Voor Reportable rows:

  • In een deelvenster worden de totale aantal te rapporteren rijen weergegeven, die alle gebeurtenisgegevens bevatten voor alle verbindingen die op elke tweede dag van een maand worden bijgewerkt. In het deelvenster:

    • in een vak wordt het cumulatieve totale aantal te rapporteren rijen weergegeven.
    • een vak bevat het totale aantal te rapporteren rijen voor de laatste maand en de wijziging in % (aangegeven door tij of ▼ ▼ M) van de vorige maand.
    • een lijngrafiek toont ◼︎ Monthly reportable rows.

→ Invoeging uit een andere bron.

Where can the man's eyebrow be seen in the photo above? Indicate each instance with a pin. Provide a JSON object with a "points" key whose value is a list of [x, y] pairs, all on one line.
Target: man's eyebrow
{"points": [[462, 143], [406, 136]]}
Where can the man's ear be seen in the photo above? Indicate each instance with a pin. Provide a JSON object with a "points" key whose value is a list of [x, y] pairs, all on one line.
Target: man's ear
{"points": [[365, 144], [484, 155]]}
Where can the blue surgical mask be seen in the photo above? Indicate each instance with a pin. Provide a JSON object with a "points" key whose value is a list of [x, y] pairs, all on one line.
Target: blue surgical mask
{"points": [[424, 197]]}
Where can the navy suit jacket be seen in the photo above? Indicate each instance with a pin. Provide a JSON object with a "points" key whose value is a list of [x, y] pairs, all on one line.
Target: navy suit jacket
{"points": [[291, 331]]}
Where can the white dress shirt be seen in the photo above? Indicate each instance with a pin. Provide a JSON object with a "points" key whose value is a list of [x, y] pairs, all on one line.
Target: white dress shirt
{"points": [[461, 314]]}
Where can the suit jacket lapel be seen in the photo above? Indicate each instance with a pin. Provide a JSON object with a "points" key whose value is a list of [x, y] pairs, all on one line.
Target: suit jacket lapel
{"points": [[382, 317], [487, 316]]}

      Als u een pop-up wilt weergeven die het aantal cumulatieve te rapporteren rijen voor een bepaalde maand weergeeft, plaatst u de muisaanwijzer boven een willekeurig gegevenspunt in de lijngrafiek.
    • een lijngrafiek toont ◼︎ Cumulative reportable rows.
      Als u een pop-up wilt weergeven die het aantal maandelijkse te rapporteren rijen voor een maand weergeeft, plaatst u de muisaanwijzer boven een willekeurig gegevenspunt in de lijngrafiek.